You’ve probably noticed a lot of cellared beer reviews rolling out as of late, which has actually delayed me writing about this whole concept of cellaring beer. I guess writing about drinking cellared beer trumps writing about how to cellar beer.
And I say “how to” very, very loosely. There are plenty of other resources out there that will tell you at what temperature beer should be cellared and in what kind of conditions. For those of us without basements, especially those of us who live in Chicago apartments, know we can’t meet many if any of those requirements.
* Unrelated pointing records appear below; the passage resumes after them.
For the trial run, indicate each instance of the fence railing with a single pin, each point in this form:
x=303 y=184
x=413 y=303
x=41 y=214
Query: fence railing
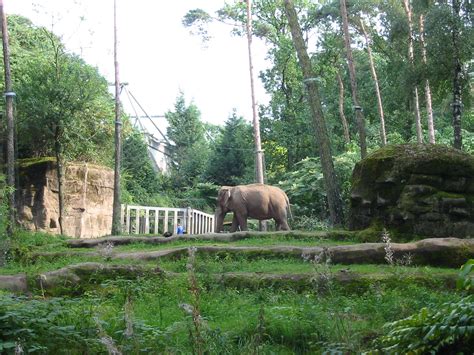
x=158 y=220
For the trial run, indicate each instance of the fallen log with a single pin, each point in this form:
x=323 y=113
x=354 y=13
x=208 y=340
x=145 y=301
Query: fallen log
x=447 y=252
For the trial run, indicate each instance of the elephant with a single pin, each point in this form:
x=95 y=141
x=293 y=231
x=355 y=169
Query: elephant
x=257 y=201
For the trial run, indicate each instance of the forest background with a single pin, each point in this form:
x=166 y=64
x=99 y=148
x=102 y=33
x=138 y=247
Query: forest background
x=64 y=103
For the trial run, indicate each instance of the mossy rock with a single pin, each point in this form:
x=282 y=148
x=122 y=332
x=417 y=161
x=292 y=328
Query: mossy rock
x=415 y=189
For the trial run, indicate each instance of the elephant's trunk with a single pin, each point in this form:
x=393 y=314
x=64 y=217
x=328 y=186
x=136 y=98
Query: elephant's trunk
x=219 y=216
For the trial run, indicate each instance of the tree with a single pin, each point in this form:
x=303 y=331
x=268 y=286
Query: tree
x=333 y=195
x=383 y=135
x=231 y=161
x=429 y=107
x=350 y=63
x=116 y=211
x=190 y=150
x=59 y=98
x=9 y=94
x=260 y=174
x=457 y=73
x=411 y=57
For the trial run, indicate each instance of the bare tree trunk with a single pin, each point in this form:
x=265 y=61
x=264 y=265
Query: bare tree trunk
x=352 y=74
x=330 y=180
x=256 y=122
x=411 y=57
x=9 y=95
x=60 y=176
x=116 y=213
x=345 y=126
x=457 y=102
x=429 y=107
x=383 y=135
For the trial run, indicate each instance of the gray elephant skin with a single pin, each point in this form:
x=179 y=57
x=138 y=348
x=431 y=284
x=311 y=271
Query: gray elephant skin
x=258 y=201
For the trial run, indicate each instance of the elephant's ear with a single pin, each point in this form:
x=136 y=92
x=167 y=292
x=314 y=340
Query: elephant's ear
x=224 y=195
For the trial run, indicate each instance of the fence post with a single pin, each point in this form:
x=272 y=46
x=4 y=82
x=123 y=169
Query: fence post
x=157 y=212
x=127 y=222
x=147 y=220
x=137 y=220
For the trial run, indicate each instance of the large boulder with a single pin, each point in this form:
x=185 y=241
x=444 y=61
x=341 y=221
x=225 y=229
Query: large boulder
x=425 y=190
x=88 y=198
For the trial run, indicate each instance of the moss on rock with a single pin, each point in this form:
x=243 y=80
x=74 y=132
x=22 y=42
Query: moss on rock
x=415 y=189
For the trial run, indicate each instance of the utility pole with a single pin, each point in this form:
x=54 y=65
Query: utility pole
x=256 y=122
x=117 y=208
x=9 y=95
x=333 y=194
x=360 y=119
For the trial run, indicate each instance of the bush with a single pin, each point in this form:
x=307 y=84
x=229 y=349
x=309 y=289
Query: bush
x=306 y=189
x=445 y=328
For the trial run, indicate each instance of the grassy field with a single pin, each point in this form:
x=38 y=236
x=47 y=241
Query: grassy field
x=192 y=308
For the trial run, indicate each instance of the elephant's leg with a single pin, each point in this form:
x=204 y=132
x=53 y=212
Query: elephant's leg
x=281 y=224
x=242 y=219
x=284 y=226
x=235 y=224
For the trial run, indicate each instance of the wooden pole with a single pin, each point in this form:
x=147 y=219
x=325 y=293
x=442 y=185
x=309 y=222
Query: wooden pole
x=330 y=180
x=411 y=57
x=256 y=123
x=352 y=74
x=116 y=222
x=383 y=134
x=9 y=95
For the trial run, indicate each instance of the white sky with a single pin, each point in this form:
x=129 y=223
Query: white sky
x=157 y=55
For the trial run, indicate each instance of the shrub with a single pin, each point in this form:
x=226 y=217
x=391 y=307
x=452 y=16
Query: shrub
x=445 y=328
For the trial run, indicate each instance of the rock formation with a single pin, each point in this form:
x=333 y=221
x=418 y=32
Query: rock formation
x=88 y=198
x=426 y=190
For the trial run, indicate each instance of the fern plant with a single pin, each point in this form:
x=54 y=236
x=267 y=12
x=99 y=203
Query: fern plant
x=445 y=328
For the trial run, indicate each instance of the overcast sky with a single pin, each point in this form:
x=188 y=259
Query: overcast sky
x=158 y=56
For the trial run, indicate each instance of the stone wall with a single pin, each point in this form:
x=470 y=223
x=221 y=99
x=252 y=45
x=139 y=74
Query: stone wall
x=88 y=199
x=426 y=190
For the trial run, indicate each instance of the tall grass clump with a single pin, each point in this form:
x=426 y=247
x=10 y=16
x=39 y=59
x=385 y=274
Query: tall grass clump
x=436 y=329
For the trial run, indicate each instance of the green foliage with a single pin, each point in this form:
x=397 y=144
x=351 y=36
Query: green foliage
x=440 y=328
x=466 y=277
x=202 y=196
x=24 y=243
x=447 y=328
x=38 y=326
x=141 y=184
x=190 y=150
x=60 y=99
x=232 y=157
x=305 y=185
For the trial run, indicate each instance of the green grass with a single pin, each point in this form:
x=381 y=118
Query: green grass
x=262 y=319
x=236 y=320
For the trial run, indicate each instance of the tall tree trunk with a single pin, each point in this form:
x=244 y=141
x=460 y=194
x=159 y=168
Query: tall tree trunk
x=383 y=135
x=9 y=95
x=256 y=122
x=411 y=57
x=116 y=212
x=330 y=180
x=60 y=175
x=429 y=107
x=259 y=174
x=457 y=102
x=352 y=74
x=345 y=126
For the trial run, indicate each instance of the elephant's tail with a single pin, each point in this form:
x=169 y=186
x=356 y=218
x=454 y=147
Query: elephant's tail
x=289 y=208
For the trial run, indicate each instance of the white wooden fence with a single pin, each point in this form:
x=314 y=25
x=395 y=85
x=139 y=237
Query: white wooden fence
x=158 y=220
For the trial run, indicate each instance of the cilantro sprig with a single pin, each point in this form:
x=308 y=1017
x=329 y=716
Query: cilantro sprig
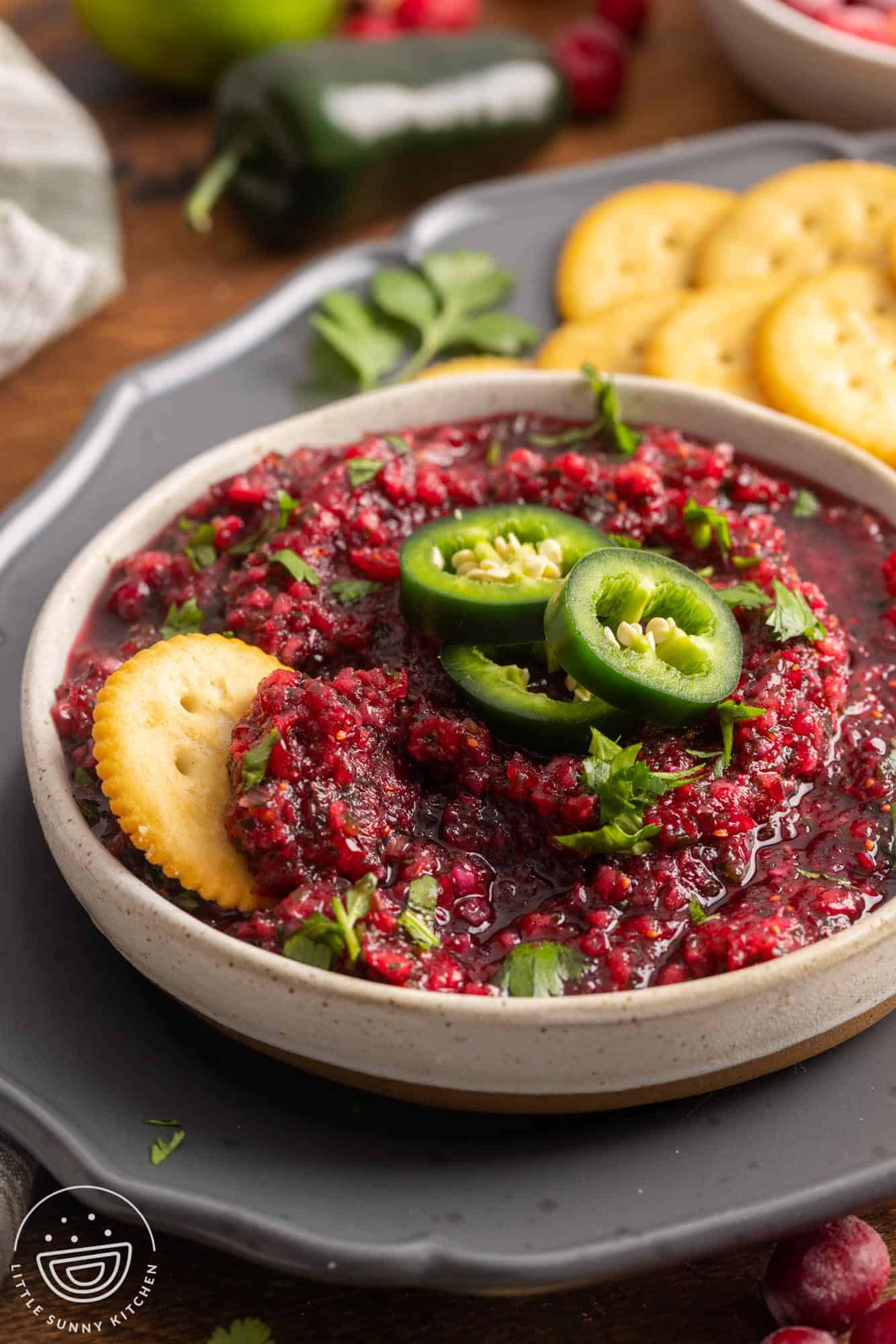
x=607 y=423
x=449 y=302
x=322 y=939
x=539 y=970
x=705 y=523
x=625 y=787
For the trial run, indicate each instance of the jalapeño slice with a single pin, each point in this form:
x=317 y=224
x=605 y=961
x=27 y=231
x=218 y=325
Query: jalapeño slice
x=488 y=575
x=499 y=696
x=645 y=634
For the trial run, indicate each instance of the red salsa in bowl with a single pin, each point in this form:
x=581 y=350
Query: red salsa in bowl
x=396 y=835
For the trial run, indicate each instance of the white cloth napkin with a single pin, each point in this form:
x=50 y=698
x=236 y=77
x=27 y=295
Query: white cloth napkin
x=60 y=240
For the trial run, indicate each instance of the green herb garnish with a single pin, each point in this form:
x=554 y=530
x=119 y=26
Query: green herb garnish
x=625 y=788
x=792 y=618
x=163 y=1148
x=731 y=713
x=418 y=919
x=299 y=568
x=705 y=523
x=362 y=471
x=539 y=970
x=353 y=591
x=608 y=421
x=748 y=596
x=807 y=505
x=256 y=761
x=182 y=620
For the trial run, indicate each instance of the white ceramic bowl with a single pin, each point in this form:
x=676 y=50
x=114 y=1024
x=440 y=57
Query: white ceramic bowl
x=565 y=1054
x=805 y=68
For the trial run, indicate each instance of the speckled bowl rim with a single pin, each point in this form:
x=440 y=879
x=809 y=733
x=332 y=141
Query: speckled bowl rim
x=780 y=15
x=44 y=755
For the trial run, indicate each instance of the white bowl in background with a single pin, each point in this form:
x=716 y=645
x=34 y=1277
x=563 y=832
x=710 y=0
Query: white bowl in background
x=585 y=1053
x=805 y=68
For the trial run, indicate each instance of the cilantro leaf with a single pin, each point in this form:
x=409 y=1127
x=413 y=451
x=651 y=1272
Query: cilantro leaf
x=355 y=331
x=792 y=618
x=354 y=591
x=539 y=970
x=623 y=837
x=182 y=620
x=163 y=1148
x=361 y=471
x=748 y=596
x=608 y=421
x=807 y=505
x=731 y=713
x=202 y=546
x=418 y=919
x=825 y=877
x=703 y=523
x=256 y=761
x=249 y=1331
x=299 y=568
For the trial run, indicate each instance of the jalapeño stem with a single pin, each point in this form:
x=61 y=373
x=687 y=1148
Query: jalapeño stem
x=214 y=183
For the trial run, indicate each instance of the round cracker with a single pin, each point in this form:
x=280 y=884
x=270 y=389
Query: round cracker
x=640 y=241
x=827 y=353
x=162 y=732
x=804 y=221
x=474 y=365
x=710 y=339
x=613 y=341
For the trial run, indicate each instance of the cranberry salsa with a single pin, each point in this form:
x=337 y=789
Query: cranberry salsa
x=576 y=845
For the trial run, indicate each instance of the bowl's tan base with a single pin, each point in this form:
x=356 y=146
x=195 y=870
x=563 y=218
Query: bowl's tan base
x=456 y=1099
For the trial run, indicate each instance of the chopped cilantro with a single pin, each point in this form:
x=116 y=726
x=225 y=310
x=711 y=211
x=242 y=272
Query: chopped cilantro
x=299 y=568
x=361 y=471
x=182 y=620
x=705 y=523
x=256 y=761
x=163 y=1148
x=748 y=596
x=825 y=877
x=249 y=1331
x=418 y=919
x=608 y=421
x=792 y=618
x=625 y=787
x=731 y=713
x=807 y=505
x=354 y=591
x=539 y=970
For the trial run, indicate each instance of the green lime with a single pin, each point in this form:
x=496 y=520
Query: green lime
x=189 y=44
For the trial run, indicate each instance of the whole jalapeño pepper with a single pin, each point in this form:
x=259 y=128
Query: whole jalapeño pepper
x=334 y=132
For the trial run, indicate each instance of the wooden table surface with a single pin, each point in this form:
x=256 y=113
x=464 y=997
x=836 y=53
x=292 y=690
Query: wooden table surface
x=178 y=287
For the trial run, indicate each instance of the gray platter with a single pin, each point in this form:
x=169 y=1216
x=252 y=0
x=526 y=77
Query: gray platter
x=291 y=1171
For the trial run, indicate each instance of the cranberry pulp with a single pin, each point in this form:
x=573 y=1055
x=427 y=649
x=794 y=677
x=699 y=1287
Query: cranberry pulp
x=381 y=769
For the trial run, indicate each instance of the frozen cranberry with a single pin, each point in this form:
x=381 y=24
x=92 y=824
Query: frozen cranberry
x=800 y=1335
x=828 y=1277
x=373 y=28
x=593 y=57
x=629 y=15
x=440 y=15
x=879 y=1327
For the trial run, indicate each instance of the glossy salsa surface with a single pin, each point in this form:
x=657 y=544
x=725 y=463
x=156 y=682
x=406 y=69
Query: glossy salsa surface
x=381 y=768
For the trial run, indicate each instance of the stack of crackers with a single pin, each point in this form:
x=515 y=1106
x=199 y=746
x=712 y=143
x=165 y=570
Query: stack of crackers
x=785 y=295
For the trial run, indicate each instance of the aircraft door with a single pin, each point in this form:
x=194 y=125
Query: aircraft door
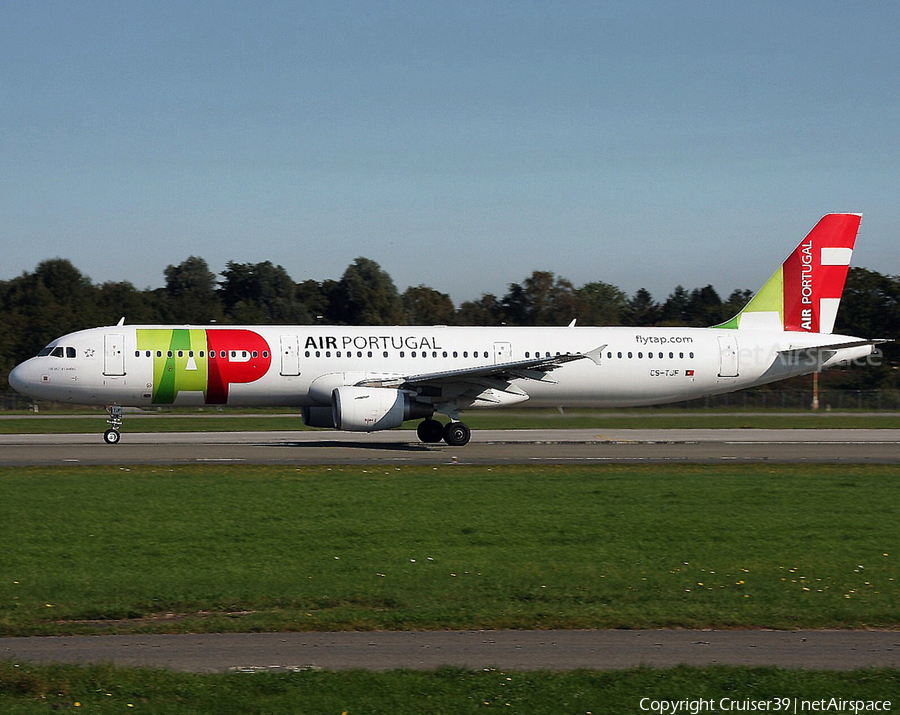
x=290 y=355
x=113 y=354
x=502 y=353
x=728 y=357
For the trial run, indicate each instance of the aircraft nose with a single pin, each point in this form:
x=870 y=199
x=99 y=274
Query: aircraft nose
x=19 y=378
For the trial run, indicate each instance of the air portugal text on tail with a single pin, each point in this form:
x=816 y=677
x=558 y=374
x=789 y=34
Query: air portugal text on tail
x=375 y=378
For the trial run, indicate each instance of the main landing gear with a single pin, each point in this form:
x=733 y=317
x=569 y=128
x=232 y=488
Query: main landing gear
x=456 y=434
x=112 y=436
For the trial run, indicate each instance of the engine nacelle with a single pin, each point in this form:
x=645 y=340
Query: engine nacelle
x=317 y=417
x=367 y=409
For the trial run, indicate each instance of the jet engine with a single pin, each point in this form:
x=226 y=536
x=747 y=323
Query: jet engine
x=367 y=409
x=317 y=416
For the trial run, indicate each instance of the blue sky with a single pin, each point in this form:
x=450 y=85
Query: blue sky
x=460 y=145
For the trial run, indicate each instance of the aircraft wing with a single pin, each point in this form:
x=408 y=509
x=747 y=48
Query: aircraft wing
x=532 y=369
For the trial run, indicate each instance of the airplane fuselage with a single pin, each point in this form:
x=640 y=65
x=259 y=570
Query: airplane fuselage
x=147 y=366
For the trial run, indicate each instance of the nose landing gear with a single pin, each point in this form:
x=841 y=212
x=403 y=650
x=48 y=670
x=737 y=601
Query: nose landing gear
x=112 y=436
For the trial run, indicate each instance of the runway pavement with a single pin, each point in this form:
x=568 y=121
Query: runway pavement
x=559 y=446
x=508 y=650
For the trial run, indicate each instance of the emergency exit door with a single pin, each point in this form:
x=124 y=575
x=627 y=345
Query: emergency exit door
x=114 y=355
x=728 y=357
x=290 y=355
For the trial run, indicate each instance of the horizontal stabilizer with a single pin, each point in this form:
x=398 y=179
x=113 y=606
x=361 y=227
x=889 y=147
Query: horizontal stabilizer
x=832 y=347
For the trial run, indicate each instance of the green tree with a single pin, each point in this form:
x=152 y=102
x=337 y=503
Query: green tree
x=190 y=294
x=260 y=293
x=602 y=304
x=365 y=295
x=487 y=310
x=426 y=306
x=642 y=310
So this is more about how to NOT drink what’s in your cellar — at least not drink it until you really want to.
It might sound silly but we hear that quite a bit; people wondering how we have the willpower to cellar beer for years and even decades.
@guysdrinkinbeer Wow, that's a noble cause (talk about serious will power).
— DRAFT Beer Editor (@DRAFTbeereditor) March 5, 2014
For starters, we make it a point to cellar with a purpose. For instance, a few years ago I picked up a case each of Bell’s Batch 9,000 and Bell’s Batch 10,000 with the intent of sampling a bottle every six months to a year, see how it’s developing and report the findings on this site. And I stuck to it. Other times I’m building up a five, ten or even 20-year vertical and only pick up one bottle of the beer I need to fill that year’s slot.
The purposely cellared beer, by the way, I track using a color-coded spreadsheet because organization. It allows me to keep tabs on what is up for a tasting, track what I have and how long before I accumulate enough bottles to complete a vertical.
I do, however, have a few beers that I’ve picked up along the way solely out of curiosity and with no real plan for what to do with the bottles.
And it wasn’t until our legal analyst, Thom Vogelhuber, graciously gave us two cans of Heady Topper that I actually looked at my spreadsheet to find something that wasn’t earmarked that I could give him as a “thank you” beer. I found those beers, the ones I picked up just for the hell of it, beers I completely forgot I had. It turns out some were prime for the drinking including five-year old bottles of Dogfish Head 120 Minute IPA, World Wide Stout and Olde School Barleywine.
This brings us to the real secret of cellaring beer; being forgetful — or at least not tormenting yourself with what’s in your cellar. Beer takes time to age and, if you can swing it, ideally needs to be in a dark place. If you stash a few cases in the back of a closet but check in on your beer three times a day you aren’t doing it any favors.
This isn’t like checking on a batch of homebrew. You aren’t going to see it aging. So consider this a friendly tip to try and not obsessively check on your cellar. Keep the beer out of reach and let it be.